By James Glynn
The Reserve Bank of New Zealand raised interest rates aggressively on Wednesday in response to stubborn inflation pressures, ignoring recent signals from some its global peers that the pace of policy tightening could slow.
The RBNZ raised its official cash rate by 75 basis points to 4.25%. The hike is a step up from the 50-basis-point increase in early October that took the rate to a seven-year high of 3.50%.
“The committee agreed that the OCR needs to reach a higher level, and sooner than previously indicated, to ensure inflation returns to within its target range over the medium term,” RBNZ Gov. Adrian Orr said in a statement.

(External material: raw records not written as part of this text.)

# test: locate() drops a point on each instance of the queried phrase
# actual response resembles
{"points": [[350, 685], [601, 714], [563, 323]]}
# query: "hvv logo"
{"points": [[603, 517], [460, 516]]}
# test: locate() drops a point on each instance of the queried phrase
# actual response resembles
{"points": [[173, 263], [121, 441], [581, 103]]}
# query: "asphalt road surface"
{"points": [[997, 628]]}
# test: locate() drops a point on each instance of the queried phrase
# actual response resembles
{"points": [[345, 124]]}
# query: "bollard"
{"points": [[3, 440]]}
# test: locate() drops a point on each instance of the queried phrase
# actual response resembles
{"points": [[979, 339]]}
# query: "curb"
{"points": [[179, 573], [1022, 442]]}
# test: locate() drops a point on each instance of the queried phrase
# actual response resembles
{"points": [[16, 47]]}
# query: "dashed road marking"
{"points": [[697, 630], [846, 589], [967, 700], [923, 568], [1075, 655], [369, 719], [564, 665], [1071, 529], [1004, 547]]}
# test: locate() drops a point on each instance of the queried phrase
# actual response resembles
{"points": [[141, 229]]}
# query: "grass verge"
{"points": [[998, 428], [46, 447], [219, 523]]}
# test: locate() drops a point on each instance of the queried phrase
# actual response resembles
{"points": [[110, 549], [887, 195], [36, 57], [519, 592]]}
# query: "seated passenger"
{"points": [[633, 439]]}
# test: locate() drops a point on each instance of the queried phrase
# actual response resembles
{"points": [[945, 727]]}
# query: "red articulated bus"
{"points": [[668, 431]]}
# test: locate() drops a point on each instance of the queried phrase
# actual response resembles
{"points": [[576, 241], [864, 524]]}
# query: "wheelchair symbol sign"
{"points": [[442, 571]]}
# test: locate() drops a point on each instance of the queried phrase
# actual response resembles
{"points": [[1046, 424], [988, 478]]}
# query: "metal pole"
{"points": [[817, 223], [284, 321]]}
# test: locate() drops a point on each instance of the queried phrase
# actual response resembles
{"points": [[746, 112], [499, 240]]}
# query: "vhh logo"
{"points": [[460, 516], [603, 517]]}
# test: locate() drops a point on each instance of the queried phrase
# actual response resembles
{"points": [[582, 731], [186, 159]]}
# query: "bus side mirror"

“Core consumer price inflation is too high, employment is beyond its maximum sustainable level, and near-term inflation expectations have risen,” he added.
The big rate increase follows news that inflation ran at 7.2% on year in the third quarter, well above what economists had expected. Wage growth is also accelerating in New Zealand, with the labor cost index up to 3.8% on year in the third quarter, compared with 3.4% in the second.
Both the Reserve Bank of Australia and the Bank of Canada have slowed the pace of policy tightening over recent months amid growing warnings about a rapidly slowing world economy, and fears that aggressive hikes could further topple house prices in both countries.
Questions are also being asked about what the U.S. Federal Reserve will do next after October inflation data came in well below expectations.
The RBNZ’s move comes despite signs of a rapid weakening in New Zealand house prices. Nationally, prices for homes were down 10.9% on year in October, and sales activity down 34.7%, according to the Real Estate Institute of New Zealand.
Economists say the RBNZ still needs to remain vigilant, given that the war on inflation is far from won.
“The RBNZ must remain hawkish, in a bid to soften inflation expectations. The war on inflation is ongoing. Although we are likely to have seen the peak in price rises, the path back to price stability is frustratingly awkward,” said Jarrod Kerr, chief economist at Kiwibank.